Certification firms have started “awarding” the ISO 26000 – even though, by definition, the standard is not certifiable, Ethical Corporation reports.

ISO designed the 26000 to be a voluntary guidance standard, not a management system. It therefore is not certifiable, as its cousins the ISO 9000 and ISO 14001 are.

Companies cannot ask their suppliers to comply with ISO 26000 as a condition for doing business, and governments cannot use the standard to develop social responsibility regulation, Ethical Corporation reported.

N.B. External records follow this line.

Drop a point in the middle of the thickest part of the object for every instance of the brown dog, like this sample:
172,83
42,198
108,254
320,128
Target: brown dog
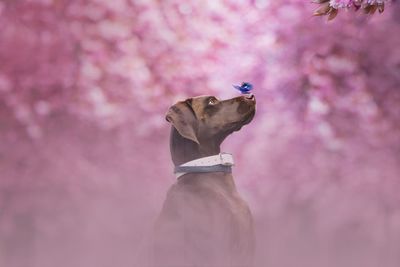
204,221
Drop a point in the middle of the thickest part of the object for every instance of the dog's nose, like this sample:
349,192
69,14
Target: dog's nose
250,97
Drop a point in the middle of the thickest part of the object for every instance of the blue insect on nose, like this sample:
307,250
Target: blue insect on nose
245,88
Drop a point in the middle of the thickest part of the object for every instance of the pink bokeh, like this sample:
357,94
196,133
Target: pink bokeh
84,156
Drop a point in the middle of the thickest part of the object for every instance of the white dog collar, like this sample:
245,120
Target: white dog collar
222,162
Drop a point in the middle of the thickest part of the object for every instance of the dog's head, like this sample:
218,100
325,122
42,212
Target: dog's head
205,117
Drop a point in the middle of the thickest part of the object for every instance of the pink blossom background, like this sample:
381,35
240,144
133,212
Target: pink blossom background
84,156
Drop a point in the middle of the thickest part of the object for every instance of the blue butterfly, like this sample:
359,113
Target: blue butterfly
245,88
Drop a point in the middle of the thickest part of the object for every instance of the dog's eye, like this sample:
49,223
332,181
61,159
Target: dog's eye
212,101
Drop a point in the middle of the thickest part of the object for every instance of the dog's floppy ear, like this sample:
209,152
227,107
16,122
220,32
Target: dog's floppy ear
182,117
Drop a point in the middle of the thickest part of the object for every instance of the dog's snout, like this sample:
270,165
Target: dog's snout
250,97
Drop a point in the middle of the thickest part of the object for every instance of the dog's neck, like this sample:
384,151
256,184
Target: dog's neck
184,150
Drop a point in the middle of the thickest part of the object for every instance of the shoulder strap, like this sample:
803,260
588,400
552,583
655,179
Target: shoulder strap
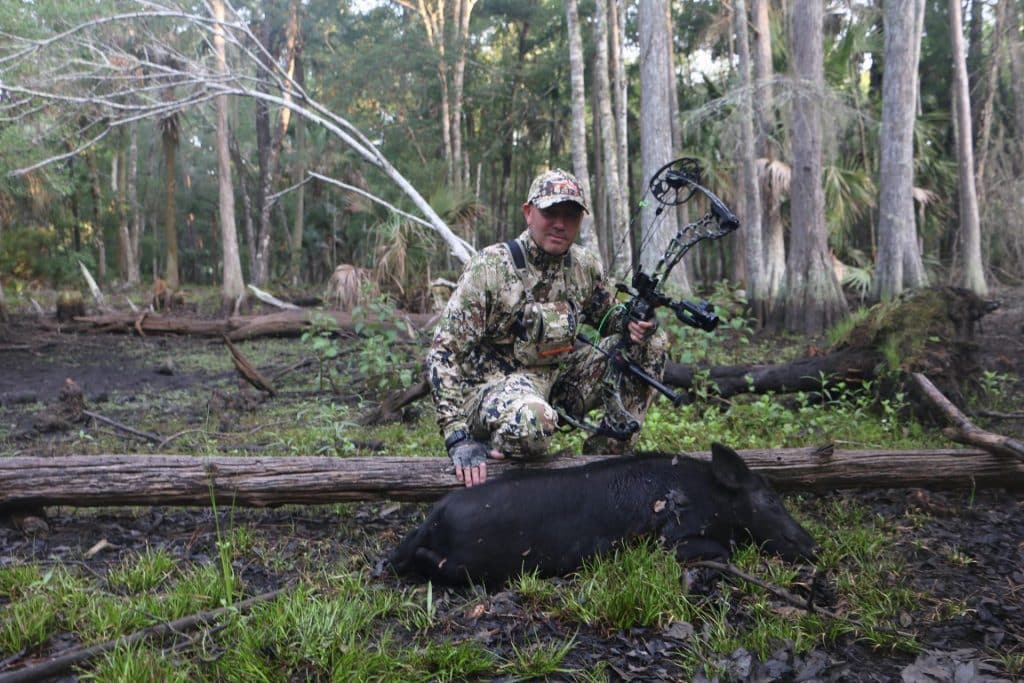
517,256
520,259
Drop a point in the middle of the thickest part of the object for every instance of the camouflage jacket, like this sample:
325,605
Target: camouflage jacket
473,343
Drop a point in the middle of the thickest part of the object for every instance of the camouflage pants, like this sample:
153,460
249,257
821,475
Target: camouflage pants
516,414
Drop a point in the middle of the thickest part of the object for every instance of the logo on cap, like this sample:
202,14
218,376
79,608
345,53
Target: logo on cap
554,186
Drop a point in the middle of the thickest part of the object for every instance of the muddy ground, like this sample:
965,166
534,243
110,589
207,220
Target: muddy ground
986,527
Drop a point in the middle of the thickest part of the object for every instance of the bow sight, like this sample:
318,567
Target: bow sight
673,184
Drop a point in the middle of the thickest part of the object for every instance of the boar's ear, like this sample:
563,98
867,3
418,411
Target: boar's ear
728,468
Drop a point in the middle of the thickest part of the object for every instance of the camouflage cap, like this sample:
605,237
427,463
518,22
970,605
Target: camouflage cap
554,186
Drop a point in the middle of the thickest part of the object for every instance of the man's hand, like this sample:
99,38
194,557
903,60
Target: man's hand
470,459
641,331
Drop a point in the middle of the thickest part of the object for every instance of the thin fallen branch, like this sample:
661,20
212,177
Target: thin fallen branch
61,664
777,591
962,429
247,370
796,600
148,436
271,300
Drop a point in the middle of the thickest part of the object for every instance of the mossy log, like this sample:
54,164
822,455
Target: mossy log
237,328
139,479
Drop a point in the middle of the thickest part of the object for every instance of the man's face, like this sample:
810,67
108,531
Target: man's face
554,228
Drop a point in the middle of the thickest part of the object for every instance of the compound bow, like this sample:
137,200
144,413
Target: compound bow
673,184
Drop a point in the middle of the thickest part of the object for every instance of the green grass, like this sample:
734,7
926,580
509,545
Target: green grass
338,624
637,585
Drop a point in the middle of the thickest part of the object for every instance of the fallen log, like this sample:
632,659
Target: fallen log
236,328
137,479
963,430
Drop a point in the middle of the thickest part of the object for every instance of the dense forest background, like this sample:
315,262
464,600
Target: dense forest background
269,142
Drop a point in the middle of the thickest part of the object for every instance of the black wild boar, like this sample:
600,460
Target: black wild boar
552,520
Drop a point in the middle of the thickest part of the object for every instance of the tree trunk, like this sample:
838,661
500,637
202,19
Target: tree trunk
619,247
232,291
681,273
461,166
1016,49
898,262
169,139
581,167
772,232
134,274
298,223
125,256
97,225
140,479
274,141
621,99
988,101
247,205
658,225
757,294
812,301
973,276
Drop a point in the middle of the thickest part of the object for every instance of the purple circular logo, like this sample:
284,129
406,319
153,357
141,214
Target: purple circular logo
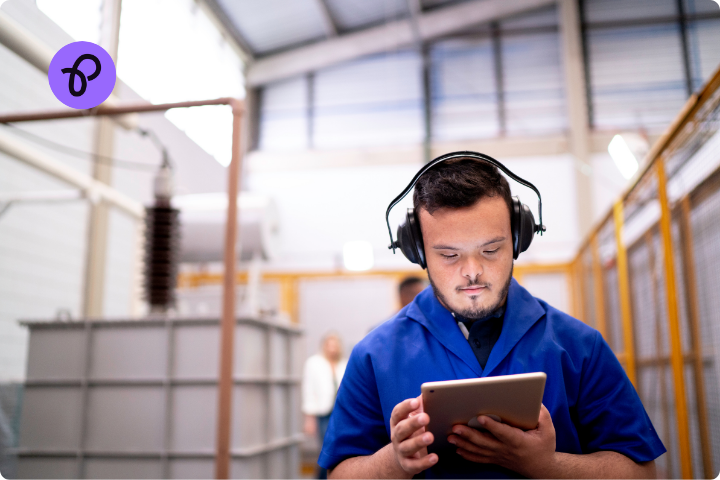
82,75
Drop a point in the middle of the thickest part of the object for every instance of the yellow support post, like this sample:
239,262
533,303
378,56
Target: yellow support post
598,287
676,354
624,292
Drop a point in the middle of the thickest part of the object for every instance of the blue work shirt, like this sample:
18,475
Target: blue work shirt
590,398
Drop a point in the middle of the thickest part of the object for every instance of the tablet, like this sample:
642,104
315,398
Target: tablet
511,399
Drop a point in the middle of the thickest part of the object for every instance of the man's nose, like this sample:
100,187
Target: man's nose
472,269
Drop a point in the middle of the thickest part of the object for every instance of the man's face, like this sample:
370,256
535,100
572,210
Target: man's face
469,255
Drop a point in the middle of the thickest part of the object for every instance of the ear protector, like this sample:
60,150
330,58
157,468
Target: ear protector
522,222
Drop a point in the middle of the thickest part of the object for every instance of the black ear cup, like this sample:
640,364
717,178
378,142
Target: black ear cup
409,239
522,224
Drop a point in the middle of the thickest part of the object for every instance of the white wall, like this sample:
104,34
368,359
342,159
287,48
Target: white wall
42,247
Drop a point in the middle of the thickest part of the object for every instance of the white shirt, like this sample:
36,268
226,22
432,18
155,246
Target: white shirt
318,387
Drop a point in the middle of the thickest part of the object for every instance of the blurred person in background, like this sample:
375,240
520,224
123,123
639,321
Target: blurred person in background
408,288
321,379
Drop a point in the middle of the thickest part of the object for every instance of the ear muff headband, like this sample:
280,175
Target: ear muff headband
538,228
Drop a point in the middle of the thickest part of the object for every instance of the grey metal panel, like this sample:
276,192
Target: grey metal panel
355,14
186,468
125,419
50,418
296,359
611,10
533,84
47,468
704,43
249,416
699,6
250,345
252,467
293,461
196,351
464,93
294,411
280,353
284,115
278,409
56,354
278,464
636,75
546,17
122,468
194,419
372,101
139,352
269,25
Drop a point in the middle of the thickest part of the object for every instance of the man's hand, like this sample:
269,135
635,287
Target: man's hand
528,453
409,438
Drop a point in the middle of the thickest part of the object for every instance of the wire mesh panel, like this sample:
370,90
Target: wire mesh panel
705,228
670,225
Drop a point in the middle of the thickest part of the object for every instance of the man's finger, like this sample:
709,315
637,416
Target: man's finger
417,465
503,432
474,457
402,410
545,419
480,448
405,428
411,446
480,439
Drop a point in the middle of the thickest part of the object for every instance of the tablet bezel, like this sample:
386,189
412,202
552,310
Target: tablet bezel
515,399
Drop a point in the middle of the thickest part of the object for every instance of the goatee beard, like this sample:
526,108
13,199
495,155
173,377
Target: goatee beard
474,313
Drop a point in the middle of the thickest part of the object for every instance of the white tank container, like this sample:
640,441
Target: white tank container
138,399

“Anyone tempted into buying such a service is wasting their money and risks damaging the credibility of their organisation since ISO has made it quite clear that ISO 26000 is not a certification standard,” said Roger Frost, head of communication at the ISO central secretariat in Geneva.

The ISO decided to make the 26000 a set of guidance rather than a certifiable standard because it did not want to overburden business with the cost of certification, sustainability consultant Paul Hohnen told Ethical Corporation. Hohnen participated in the creation of ISO 26000 as a representative of the Global Reporting Initiative.

ISO did not disclose how many rouge certification firms it has found, although Ethical Corporation reported that the ISO secretariat did tell a Swiss firm to stop offering ISO 26000 certification. Some firms even started offering ISO 26000 certification based on the draft version of the standard, before the final version was published.

In related news, employment services firm Manpower Professional and association the American Society for Quality (ASQ) have published a guide to the implications of ISO 26000, designed for business leaders quality control professionals.

A survey of over 1,000 ASQ members and other quality control professionals found that 40 percent were only somewhat or not at all familiar with the concept of social responsibility.

In a piece for Environmental Leader, Chris Knop shared his views on how ISO 26000 will impact the hotel industry.